Interview: ‘Small Things Like These’ Director Tim Mielants on Video Stores and Belgian Cinema
In Maker’s Dozen, we ask folks in and around the film industry 12 questions and have them ask one of us.
Tim Mielants is a writer and director best known for Peaky Blinders, Patrick, and Small Things Like These, an adaptation of Claire Keegan’s award-winning novel starring Cillian Murphy and Emily Watson—out in theaters November 8.
In this interview at the Chicago International Film Festival, we spoke with Tim about Cillian Murphy, Christmas movies, essential Belgian cinema, and more.
This interview has been edited for content and clarity.
1. What’s the Tim Mielants origin story?
I didn’t know I wanted to be a moviemaker. My mother knew it. She brought me to see pictures. But I had no one in my environment who was creative and she told me to be creative. I wanted to be a sailor myself, but she was anxious that I would be drunk on a boat, so she told me to go to film school and from there everything is history. I love to make movies, and think it’s all about perseverance.
2. Take me back to when you read the last page of Claire Keegan’s novel. How did it make you feel?
I recognized someone I lost in my life and who was very close to me, so for me what resonated was the grief story. That was the engine.
3. It’s such a quiet yet powerful film that honors small acts of bravery and kindness. What can the world learn from Bill Furlong?
I think what they have to learn is that when you are silent, you are complicit. I think that’s very important and we have to be aware of it. Also there should be more room for vulnerable, non-toxic masculine characters in movies. I think sometimes when I look at it in history, the real heroes are those kinds of guys. After screening the movie, a lot of strangers come up to me and hug me, so a lot of people are reading a lot in it that I don’t read. I think what you bring to it, you get from it.
4. A friend gave me this book last year as a gift. And as I was reading it, before I ever knew a movie was being adapted, my mind’s eye saw Cillian Murphy as the lead. How did he come to be your leading man?

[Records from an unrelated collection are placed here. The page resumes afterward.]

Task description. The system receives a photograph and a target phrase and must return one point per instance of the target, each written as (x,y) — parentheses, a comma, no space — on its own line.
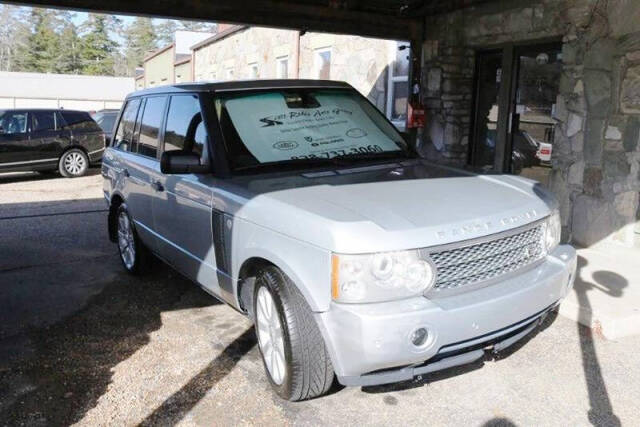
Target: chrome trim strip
(55,159)
(169,242)
(484,239)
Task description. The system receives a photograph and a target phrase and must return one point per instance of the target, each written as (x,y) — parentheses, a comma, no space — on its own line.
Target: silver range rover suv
(298,204)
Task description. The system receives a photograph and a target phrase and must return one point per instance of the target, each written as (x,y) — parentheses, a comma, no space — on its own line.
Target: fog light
(419,337)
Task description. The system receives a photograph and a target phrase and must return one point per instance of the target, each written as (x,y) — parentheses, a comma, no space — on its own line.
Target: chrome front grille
(484,260)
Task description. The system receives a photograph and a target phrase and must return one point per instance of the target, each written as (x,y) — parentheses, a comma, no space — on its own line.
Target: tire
(308,371)
(73,163)
(133,253)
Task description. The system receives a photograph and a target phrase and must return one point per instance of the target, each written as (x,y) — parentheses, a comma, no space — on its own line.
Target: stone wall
(238,51)
(596,155)
(158,69)
(362,62)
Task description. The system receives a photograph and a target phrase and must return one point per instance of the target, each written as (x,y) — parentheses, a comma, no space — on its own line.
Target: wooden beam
(267,13)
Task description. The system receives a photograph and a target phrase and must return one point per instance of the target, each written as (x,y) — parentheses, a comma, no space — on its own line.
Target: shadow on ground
(72,362)
(10,177)
(601,410)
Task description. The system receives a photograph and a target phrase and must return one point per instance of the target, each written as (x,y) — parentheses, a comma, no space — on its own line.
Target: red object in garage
(415,115)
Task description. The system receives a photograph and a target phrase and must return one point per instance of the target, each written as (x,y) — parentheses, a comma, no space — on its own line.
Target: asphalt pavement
(83,342)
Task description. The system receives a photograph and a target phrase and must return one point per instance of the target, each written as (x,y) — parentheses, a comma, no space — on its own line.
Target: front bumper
(366,339)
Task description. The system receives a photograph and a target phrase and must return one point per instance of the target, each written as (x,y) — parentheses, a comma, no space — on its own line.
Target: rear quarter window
(80,121)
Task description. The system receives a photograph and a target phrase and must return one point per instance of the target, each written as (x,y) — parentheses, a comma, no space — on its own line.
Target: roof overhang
(391,19)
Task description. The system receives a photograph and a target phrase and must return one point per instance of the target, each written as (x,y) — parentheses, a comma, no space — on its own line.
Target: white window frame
(254,66)
(279,61)
(317,64)
(400,124)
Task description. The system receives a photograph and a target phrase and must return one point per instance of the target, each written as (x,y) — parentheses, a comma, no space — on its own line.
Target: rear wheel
(73,163)
(295,357)
(133,253)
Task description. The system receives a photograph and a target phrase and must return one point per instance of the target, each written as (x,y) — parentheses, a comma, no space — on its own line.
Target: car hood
(419,202)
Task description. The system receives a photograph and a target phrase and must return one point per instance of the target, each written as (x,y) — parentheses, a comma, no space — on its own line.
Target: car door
(142,168)
(47,135)
(15,150)
(182,206)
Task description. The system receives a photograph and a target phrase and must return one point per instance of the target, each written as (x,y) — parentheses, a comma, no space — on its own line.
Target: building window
(282,67)
(322,63)
(254,72)
(398,87)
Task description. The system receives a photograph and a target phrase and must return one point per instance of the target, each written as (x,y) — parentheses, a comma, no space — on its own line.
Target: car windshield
(289,127)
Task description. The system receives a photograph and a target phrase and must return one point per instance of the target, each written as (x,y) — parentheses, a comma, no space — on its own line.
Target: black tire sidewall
(62,169)
(135,268)
(276,289)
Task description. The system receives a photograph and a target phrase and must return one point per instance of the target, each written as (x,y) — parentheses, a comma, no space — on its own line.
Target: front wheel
(73,163)
(293,351)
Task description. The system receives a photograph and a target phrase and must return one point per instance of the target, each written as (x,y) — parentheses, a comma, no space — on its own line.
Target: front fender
(308,266)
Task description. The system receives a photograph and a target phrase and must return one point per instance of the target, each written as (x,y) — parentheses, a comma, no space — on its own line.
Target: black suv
(39,140)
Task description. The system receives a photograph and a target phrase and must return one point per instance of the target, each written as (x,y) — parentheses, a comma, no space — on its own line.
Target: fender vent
(222,225)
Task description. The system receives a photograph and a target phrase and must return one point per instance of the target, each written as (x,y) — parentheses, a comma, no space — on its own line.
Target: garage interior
(477,68)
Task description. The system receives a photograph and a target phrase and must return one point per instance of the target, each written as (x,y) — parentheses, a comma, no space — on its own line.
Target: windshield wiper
(314,161)
(345,160)
(384,155)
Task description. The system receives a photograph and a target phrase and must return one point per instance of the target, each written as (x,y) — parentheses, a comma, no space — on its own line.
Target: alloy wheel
(74,163)
(270,335)
(126,242)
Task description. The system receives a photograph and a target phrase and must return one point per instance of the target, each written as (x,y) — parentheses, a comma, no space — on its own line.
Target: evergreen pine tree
(41,50)
(140,41)
(97,48)
(70,61)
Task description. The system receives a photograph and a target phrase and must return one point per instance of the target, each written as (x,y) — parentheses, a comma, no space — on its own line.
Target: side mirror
(177,161)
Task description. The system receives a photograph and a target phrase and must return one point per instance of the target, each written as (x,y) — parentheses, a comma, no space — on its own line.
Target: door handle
(157,186)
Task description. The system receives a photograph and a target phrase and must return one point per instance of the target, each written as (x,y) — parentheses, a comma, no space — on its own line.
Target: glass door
(485,123)
(531,111)
(515,94)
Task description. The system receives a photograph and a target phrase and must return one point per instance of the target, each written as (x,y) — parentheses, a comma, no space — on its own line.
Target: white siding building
(39,90)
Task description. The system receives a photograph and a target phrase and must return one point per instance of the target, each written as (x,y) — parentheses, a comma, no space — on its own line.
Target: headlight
(553,229)
(380,277)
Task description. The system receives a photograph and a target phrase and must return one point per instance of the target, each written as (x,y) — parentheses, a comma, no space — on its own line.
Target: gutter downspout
(297,51)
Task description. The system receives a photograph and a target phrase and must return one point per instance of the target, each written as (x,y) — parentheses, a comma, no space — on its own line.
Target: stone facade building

We knew each other from Peaky Blinders, and then he saw my first movie Patrick, and he loved that and said, “Let’s do a movie together.” We were looking for material and it was his wife who brought the book to us, because she knows me very well and she knows how grief is important to me. And we got lucky because he was on set with Matt Damon for Oppenheimer and asked if we could get the money through Artists’ Equity, and he said yeah. It went very easily.
5. Fill in the blank: Emily Watson is _____.
Amazing. My mother brought me to Breaking the Waves when I was way too young for it, so she’s always been there for me. When we asked her, I felt like she’s out of my league. But she’s amazing.
6. Underrated or overrated: the 1980s.
I just want to go back. We didn’t have the conflict in the world that we have now. Music was everywhere, in different genres. It was great. I’m very melancholic about the ‘80s, I have to say.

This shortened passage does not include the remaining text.